That was at a time when, as Gordon notes, “glass-making had been entirely lost in Europe for centuries and would not be recovered for more than two centuries.”

But if commerce was the raison d’etre of the Silk Roads as far as most people in the manufacturing centers were concerned, it was the cultural exchanges that ultimately became the most important dividend for the people along the Silk Roads themselves.

Over the centuries, these exchanges were so great they created a shared Silk Roads culture that can still be seen in much of the weaving and other art of the region today.

In tracing the history of Asia from 500 to 1500, Gordon describes the cultural exchanges as taking place in two great successive waves: first Buddhist and, then, Islamic.

Both religions were “universalizing,” coming from outside and spreading across huge areas of the Silk Road network by recruiting on a basis of personal commitment rather than ethnicity or region.

At the same time, both religions encouraged people to travel for spiritual development and encouraged rulers to build rest-houses, pilgrimage sites, and colleges (monasteries or madrassas) to facilitate their quest.

Shown here is the complex of three madrassas on Registan Square in the center of Samarkand. The oldest (Ulugbeg Madrassa) dates to the 15th century, the newest to the 17th.

Thanks to these shared religious networks, ideas and artistic styles traveled as easily along the Silk Roads as commercial goods did between bazaars.

Gordon notes that by the Islamic period a man trained in Shari’a law in one state could find employment as an administrator in another.
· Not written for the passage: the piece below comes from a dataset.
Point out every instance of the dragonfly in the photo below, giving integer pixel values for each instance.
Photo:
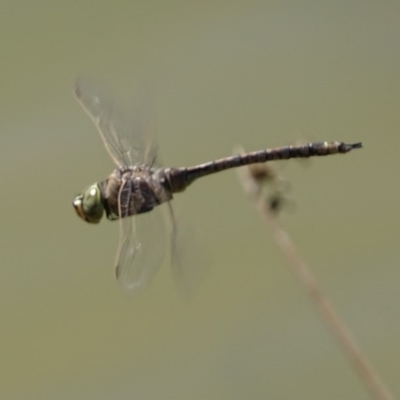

And court painters “corresponded, viewed each others' work, and moved to find patronage across a network that stretched from Spain to southern India.”

As an example of court painting, here is a book illustration by the most famous court miniaturist, Kamal ud-Din Behzad (or Bihzad), who died in Tabriz in 1535. It clearly shows the influence of Chinese landscape painting in the background.

The evolution of much of the Silk Road region -- think today’s ‘carpet belt’ -- into a shared cultural space was hastened by two other factors: migrations and conquests.

The world being what it is, the increasing riches of cities along the trade routes both gave rise to empires and tempted conquerors from afar.

Just a few of the results were the Seljuk Turk empire extending from Central Asia to Anatolia; Genghis Khan’s empire covering most of Eurasia; and the Timurid empire stretching from Persia to Central Asia to northern India.

These vast empires united very diverse areas which ordinarily were isolated by geography. As Gordon notes, Genghis Khan ruled both steppes and large areas of agricultural China. The Mughals ruled both sides of the Himalayas.

If the shared culture of the Silk Road world could be given a single name, it would be this improbable sounding string of hyphens: Turkic-Mongol-Persian.

But the fusion was real, powerful, and long-lasting. And it helps explain much about what otherwise would be inexplicable in carpet history.

Just one example is the cosmopolitan style of the classical Persian court carpets of the 16th century. In them, Chinese-style cloudbands mix with Islamic calligraphy and Persian legends. All of them together is the legacy of the Silk Roads.

(The term “Silk Road” is a recent, elegant name for a network that needed no name in its own day. The term was coined in 1870 by German geographer Ferdinand van Richthofen, the uncle of the Red Baron.)